Dish Trying to 'Agitate' Sprint, Not Buy: Grubman

Friday, 31 May 2013 | 9:35 AM ET
Grubman Raises Red Flag on DISH-Sprint Deal
Friday, 31 May 2013 | 7:37 AM ET
Former telecom analyst Jack Grubman, Magee Group founder, says the "math" don't seem to add up in the pending deal between DISH Network and Sprint Nextel.

Billionaire founder of Dish Network Charles Ergen does not want to own wireless companies Sprint Nextel or Clearwire, telecommunications expert Jack Grubman told CNBC on Friday. It was his first television appearance since his $15 million settlement with the SEC in 2003 over analyst conflict of interest allegations.

"[Ergen] wants to agitate … to get a network access deal from Sprint," the founder of consultancy firm Magee Group said in a "Squawk Box" interview.

With the subscription television business in secular decline, Dish has been "snarfing up spectrum" to offer terrestrial cellular service, Grubman added, pointing out that the company still lacks a network.

This week, Dish Network increased its offer to buy Clearwire to $4.40 a share, which tops a Sprint offer for Clearwire of $3.40. Sprint already owns about 50 percent of Clearwire.

At the same time, Dish has bid $25.5 billion for all of Sprint, trying to outbid Japan's Softbank, which has offered $20.1 billion for 70 percent of Sprint.

In a New York Times DealBook op-ed, Grubman wrote:

"For someone who made his name covering the 1990s explosion in the telecommunications sector, the "strategic logic" behind Dish Network's bid for Sprint Nextel brings back bad memories.

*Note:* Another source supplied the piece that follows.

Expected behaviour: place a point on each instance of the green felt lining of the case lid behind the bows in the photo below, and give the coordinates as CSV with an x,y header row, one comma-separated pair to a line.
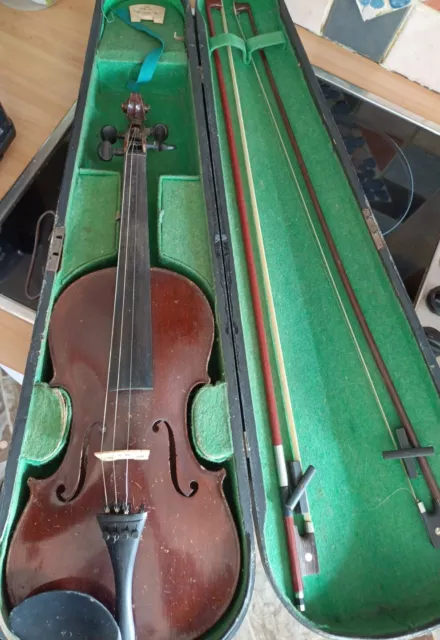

"A newly formed, highly leveraged company promising to take market share from more established competitors with stronger, less leveraged balance sheets is a movie I have seen before. Trust me, it ends badly."

Grubman broke his public silence a decade after he agreed with the Securities and Exchange Commission to pay the $15 million fine, and was permanently barred from the securities industry.

His settlement was one of several high-profile actions resulting from the SEC's investigation into allegations of undue influence of investment banking interests on research analysts at brokerage firms.

Ten top investment firms at the time also settled with the SEC and agreed to pay $1.4 billion penalties.